Miłość? Chwalić swój towar wypada,
bogato wyposażona,
prosta w obsłudze,
tania w eksploatacji,
niezawodna w działaniu,
towar krajowy,łatwo o części zamienne
i serwis, z dostawą do domu.
w zależności od wagi,
uczuć oczywiście.
I jaka jeszcze? Niech chwile pomyślę.
Funkcjonalna,czysta i szczera,
nieco przytarta przez życie,
kilka małych wgniotów,zadrapań,
odprysk na prawym boku,
nieco sponiewierana
lecz po liftingu,jak nowa,
na chodzie,sprawna i do uczucia gotowa
Suweniry?
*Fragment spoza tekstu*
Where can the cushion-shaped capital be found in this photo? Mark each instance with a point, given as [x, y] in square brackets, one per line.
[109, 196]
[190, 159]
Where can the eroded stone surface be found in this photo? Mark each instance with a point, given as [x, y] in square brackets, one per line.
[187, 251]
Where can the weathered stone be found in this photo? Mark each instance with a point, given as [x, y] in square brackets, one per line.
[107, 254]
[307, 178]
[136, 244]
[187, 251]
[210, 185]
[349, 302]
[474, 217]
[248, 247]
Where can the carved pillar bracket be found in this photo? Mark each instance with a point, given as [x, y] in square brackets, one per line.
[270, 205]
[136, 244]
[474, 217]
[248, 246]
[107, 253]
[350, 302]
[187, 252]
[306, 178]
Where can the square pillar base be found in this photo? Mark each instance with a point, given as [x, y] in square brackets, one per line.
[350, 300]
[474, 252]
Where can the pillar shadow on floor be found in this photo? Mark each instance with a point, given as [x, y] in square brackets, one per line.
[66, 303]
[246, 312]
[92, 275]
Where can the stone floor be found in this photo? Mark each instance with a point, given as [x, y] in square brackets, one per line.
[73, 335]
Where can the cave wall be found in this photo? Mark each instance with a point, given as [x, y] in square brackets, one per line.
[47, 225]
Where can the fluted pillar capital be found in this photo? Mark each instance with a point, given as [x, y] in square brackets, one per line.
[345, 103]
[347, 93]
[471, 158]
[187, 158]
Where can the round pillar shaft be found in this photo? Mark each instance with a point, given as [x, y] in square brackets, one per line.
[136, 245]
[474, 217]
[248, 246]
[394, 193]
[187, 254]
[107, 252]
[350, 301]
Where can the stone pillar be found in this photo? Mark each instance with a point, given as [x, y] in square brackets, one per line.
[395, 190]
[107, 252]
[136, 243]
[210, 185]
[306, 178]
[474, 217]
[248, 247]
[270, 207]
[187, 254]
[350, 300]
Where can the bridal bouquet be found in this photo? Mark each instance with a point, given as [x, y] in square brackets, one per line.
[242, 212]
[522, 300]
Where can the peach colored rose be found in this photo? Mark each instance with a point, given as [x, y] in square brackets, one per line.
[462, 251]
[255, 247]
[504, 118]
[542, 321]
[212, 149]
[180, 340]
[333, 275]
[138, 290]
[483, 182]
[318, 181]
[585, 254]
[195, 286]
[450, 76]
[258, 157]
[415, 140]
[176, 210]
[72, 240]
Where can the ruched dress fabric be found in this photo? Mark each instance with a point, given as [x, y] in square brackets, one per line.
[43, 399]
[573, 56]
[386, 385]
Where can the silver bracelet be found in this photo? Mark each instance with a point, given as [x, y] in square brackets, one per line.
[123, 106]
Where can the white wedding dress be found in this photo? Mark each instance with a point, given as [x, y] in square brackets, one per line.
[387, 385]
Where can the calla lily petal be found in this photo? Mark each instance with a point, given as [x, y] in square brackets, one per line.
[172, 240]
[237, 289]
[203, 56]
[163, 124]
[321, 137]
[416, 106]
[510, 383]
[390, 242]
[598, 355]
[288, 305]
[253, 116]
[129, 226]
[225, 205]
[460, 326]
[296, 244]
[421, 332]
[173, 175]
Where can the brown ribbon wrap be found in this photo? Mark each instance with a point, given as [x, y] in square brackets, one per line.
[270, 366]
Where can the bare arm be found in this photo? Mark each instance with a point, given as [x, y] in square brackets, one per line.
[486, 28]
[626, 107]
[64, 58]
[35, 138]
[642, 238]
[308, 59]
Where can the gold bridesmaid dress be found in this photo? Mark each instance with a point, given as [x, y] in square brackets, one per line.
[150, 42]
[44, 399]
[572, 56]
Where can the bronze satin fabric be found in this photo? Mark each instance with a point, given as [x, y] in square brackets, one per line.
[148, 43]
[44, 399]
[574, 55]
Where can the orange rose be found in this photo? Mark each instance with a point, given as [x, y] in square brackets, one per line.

Pamiątek nie mamy.
Mogę dorzucić uśmiech,
i kilka westchnień tej damy
gratis-dziesięć minut przy wspólnej
kawie.
Nie jest pan zainteresowany?
Nie brzmi to zbyt ciekawie?
Dołożę dobre słowo,
zabawie żartem,wierszem,rozmową.
Rabat?
Jak pyta-dostanie,
w ramach rekompensaty,
za nadszarpnięte zaufanie,
za oczy smutne i przymarszczone czoło,
za słowa niewypowiedziane jeszcze,
emocji i dreszcze,
bo martwy sezon na handel
miłością.
Więc jaka decyzja? spakować?
Może w styropian,w kartony?
by nie uszkodzić bardziej
towar już uszkodzony,
czy raczej efektownie,
w strecz,w folie aluminiowa,
by nie wystygła
i nie umarła z wychłodzenia.
Ma pan twarz martwa,
zimną, z kamienia.
czy to jest zmowa milczenia?
ach pusty portfel,
ograniczenia,
brak środków własnych.
drobiazg,wystarczy zaliczka,
różnicę dopłacisz waść przy dostawie.
A może kredyt?
spiszmy umowę,
z ubezpieczeniem na życie,
cena dzielona na dziesięć,
nic więcej nie policzę,
no chyba,że prowizję.
karta płatnicza? bardzo proszę,
to świetna forma rozliczenia i do
widzenia
Jeszcze tylko za towar
proszę zapłacić w kasie
w BOK-u ustalić termin dostawy
tam też wypiszą gwarancję,
na dwa lata.
No dobrze,zrobimy wyjątek.
Dostanie ją pan na wieczność!
Transport w najbliższy piątek.
Komentarze (2)
Transport w piąteK? Ależ ... w piątek zły początek...
W przeciwieństwie do wiersza, który- choć w
debiutanckim okresie zwiastuje niezłe pióro!
Umowa z ubezpieczeniem na życie.... to mnie
zafascynowało... Ironiczne podejście do życia, ale
inaczej się nie da.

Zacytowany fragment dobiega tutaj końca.